Wow. That's a pretty crappy store. Our local hardware store, in a town of 9900 people, has them - in stainless steel.


----------



## FBinNY (Jan 24, 2009)

#10-32 screws will work, but be careful about torquing them down. The diameter is slightly smaller than 5mm and the pitch is also off, so it's a sloppy fit and at max torque could strip the boss, which would make the bargain pretty expensive in the long run. 

If you can't find M5 fine (0.8) SS screws, your better off get the right thread in non SS, like a galvanized screw, rather than the wrong thread in SS.


----------



## PlatyPius (Feb 1, 2009)

Ya know what would make all of this easier?

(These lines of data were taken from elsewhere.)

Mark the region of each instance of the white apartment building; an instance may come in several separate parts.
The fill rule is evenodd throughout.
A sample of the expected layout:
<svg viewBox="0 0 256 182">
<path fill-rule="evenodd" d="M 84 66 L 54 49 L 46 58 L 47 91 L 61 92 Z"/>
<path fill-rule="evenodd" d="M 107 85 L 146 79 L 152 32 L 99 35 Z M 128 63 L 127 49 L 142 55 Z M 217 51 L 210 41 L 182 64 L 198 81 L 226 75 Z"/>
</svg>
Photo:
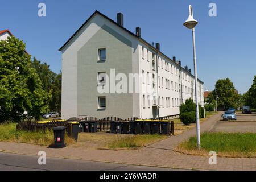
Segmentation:
<svg viewBox="0 0 256 182">
<path fill-rule="evenodd" d="M 63 119 L 174 116 L 187 99 L 195 100 L 191 70 L 161 52 L 159 43 L 155 47 L 143 39 L 140 28 L 136 34 L 124 28 L 121 13 L 117 23 L 96 11 L 60 51 Z M 131 77 L 131 84 L 129 79 L 119 86 L 122 92 L 113 92 L 123 81 L 118 75 L 130 78 L 131 74 L 141 76 L 138 81 Z M 199 102 L 204 106 L 204 83 L 197 81 Z"/>
</svg>

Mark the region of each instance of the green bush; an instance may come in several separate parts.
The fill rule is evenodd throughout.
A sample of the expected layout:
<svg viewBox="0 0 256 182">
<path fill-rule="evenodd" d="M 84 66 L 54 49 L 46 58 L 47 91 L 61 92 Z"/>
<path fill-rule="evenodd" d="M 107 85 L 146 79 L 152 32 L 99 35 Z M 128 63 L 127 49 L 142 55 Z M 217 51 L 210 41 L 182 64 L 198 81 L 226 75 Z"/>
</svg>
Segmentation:
<svg viewBox="0 0 256 182">
<path fill-rule="evenodd" d="M 180 121 L 185 125 L 189 125 L 196 122 L 196 112 L 184 113 L 180 115 Z"/>
</svg>

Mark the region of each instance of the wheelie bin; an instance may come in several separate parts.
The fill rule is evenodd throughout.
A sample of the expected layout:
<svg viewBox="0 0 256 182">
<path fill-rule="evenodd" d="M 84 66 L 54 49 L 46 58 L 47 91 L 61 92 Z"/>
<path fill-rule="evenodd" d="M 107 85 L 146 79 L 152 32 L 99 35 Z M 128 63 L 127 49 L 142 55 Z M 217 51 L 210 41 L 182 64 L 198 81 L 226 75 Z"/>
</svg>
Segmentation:
<svg viewBox="0 0 256 182">
<path fill-rule="evenodd" d="M 150 134 L 150 124 L 151 121 L 150 120 L 145 120 L 142 123 L 143 133 L 144 134 Z"/>
<path fill-rule="evenodd" d="M 55 148 L 63 148 L 65 147 L 65 131 L 66 127 L 58 126 L 53 128 L 54 133 L 54 146 Z"/>
<path fill-rule="evenodd" d="M 136 135 L 142 134 L 142 123 L 143 120 L 137 120 L 134 122 L 134 131 Z"/>
</svg>

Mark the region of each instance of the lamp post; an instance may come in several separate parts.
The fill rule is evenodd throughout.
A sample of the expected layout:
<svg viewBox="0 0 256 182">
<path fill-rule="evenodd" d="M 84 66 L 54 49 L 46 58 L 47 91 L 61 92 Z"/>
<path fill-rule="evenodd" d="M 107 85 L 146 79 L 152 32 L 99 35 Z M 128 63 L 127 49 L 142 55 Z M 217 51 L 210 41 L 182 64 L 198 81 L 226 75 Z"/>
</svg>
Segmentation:
<svg viewBox="0 0 256 182">
<path fill-rule="evenodd" d="M 192 29 L 193 38 L 193 49 L 194 55 L 194 69 L 195 69 L 195 91 L 196 96 L 196 135 L 197 138 L 197 148 L 201 148 L 200 141 L 200 122 L 199 118 L 199 108 L 198 103 L 198 92 L 197 92 L 197 71 L 196 66 L 196 40 L 195 38 L 195 27 L 198 24 L 198 22 L 194 19 L 193 14 L 193 9 L 191 5 L 189 6 L 189 15 L 188 19 L 184 23 L 183 25 L 188 29 Z"/>
<path fill-rule="evenodd" d="M 218 111 L 218 104 L 217 104 L 217 100 L 218 98 L 218 96 L 216 95 L 216 112 Z"/>
</svg>

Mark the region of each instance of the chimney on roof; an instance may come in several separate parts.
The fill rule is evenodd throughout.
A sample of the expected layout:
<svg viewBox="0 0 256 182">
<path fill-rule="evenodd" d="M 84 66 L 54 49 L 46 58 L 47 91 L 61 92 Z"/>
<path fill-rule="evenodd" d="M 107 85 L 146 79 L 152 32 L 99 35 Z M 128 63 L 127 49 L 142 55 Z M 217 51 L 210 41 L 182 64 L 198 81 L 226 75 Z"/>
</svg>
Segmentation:
<svg viewBox="0 0 256 182">
<path fill-rule="evenodd" d="M 140 27 L 136 28 L 136 35 L 141 38 L 141 28 Z"/>
<path fill-rule="evenodd" d="M 179 64 L 181 66 L 181 61 L 179 61 Z"/>
<path fill-rule="evenodd" d="M 175 56 L 172 57 L 172 60 L 176 63 L 176 57 Z"/>
<path fill-rule="evenodd" d="M 160 51 L 160 44 L 159 43 L 155 44 L 155 48 L 158 51 Z"/>
<path fill-rule="evenodd" d="M 123 15 L 122 13 L 117 14 L 117 24 L 123 27 Z"/>
</svg>

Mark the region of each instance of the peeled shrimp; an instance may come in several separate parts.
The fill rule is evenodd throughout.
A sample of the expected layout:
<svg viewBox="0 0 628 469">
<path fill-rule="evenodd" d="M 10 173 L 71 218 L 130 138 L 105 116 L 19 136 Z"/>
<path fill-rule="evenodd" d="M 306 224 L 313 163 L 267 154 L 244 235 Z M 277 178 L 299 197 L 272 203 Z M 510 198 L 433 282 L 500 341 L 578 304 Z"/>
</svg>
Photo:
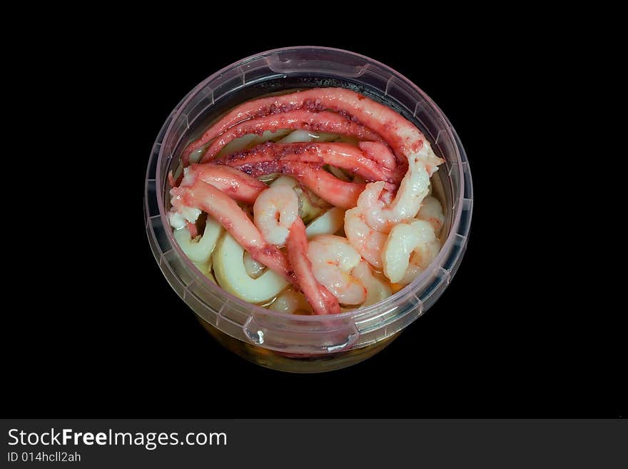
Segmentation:
<svg viewBox="0 0 628 469">
<path fill-rule="evenodd" d="M 298 161 L 262 161 L 236 166 L 254 178 L 270 173 L 293 176 L 324 201 L 343 208 L 355 207 L 365 185 L 340 181 L 321 166 Z"/>
<path fill-rule="evenodd" d="M 255 224 L 264 239 L 275 246 L 285 244 L 290 227 L 299 216 L 299 201 L 288 186 L 268 188 L 253 205 Z"/>
<path fill-rule="evenodd" d="M 312 307 L 303 294 L 288 288 L 281 292 L 269 309 L 293 314 L 298 311 L 311 312 Z"/>
<path fill-rule="evenodd" d="M 362 261 L 354 267 L 351 275 L 360 281 L 366 288 L 366 299 L 361 305 L 363 307 L 374 305 L 392 294 L 388 282 L 384 282 L 373 275 L 368 263 L 365 261 Z"/>
<path fill-rule="evenodd" d="M 345 305 L 358 305 L 366 299 L 366 288 L 351 276 L 361 258 L 345 238 L 320 235 L 310 241 L 308 258 L 316 280 Z"/>
<path fill-rule="evenodd" d="M 308 303 L 312 306 L 314 314 L 340 313 L 338 298 L 315 278 L 308 256 L 309 245 L 305 236 L 305 226 L 300 218 L 297 218 L 290 226 L 286 246 L 290 265 L 299 279 L 299 287 L 308 299 Z"/>
<path fill-rule="evenodd" d="M 308 239 L 317 235 L 334 234 L 342 228 L 344 221 L 345 211 L 340 207 L 333 207 L 310 222 L 305 228 L 305 234 Z"/>
<path fill-rule="evenodd" d="M 355 207 L 345 213 L 345 234 L 358 253 L 375 268 L 382 268 L 382 251 L 386 235 L 373 229 L 364 220 L 362 208 Z"/>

PM me your address and I'll mail you some.


----------



## cxwrench (Nov 9, 2004)

just because you are using stainless bolts doesn't mean you won't get rust. unless the tool you use to tighten the bolt is stainless also, it will deposit a bit of normal steel in the head of the bolt and that will rust. maybe put a couple drops of oil or chainlube in the head to reduce the chance of rust.


----------



## FINEMNT (Sep 14, 2009)

Man, talk about having knowledge guys! I really appreciate your input. I didn't even realize the difference. The screws went in with no problem or force. But I will go back to another hardware store to get the correct ones. Last thing I want is to mess up the threading on a brand new bike, now that would "screw" things up! Platypius, I appreciate the offer!


----------



## jmlapoint (Sep 4, 2008)

Go to ACE.
They have 5mm x .80 x 10,12,16mm in Black and S/S Allen Cap Heads.
Or your LBS should have tons of them.


----------



## jmlapoint (Sep 4, 2008)

PlatyPius said:


> Ya know what would make all of this easier?
> 
> PM me your address and I'll mail you some.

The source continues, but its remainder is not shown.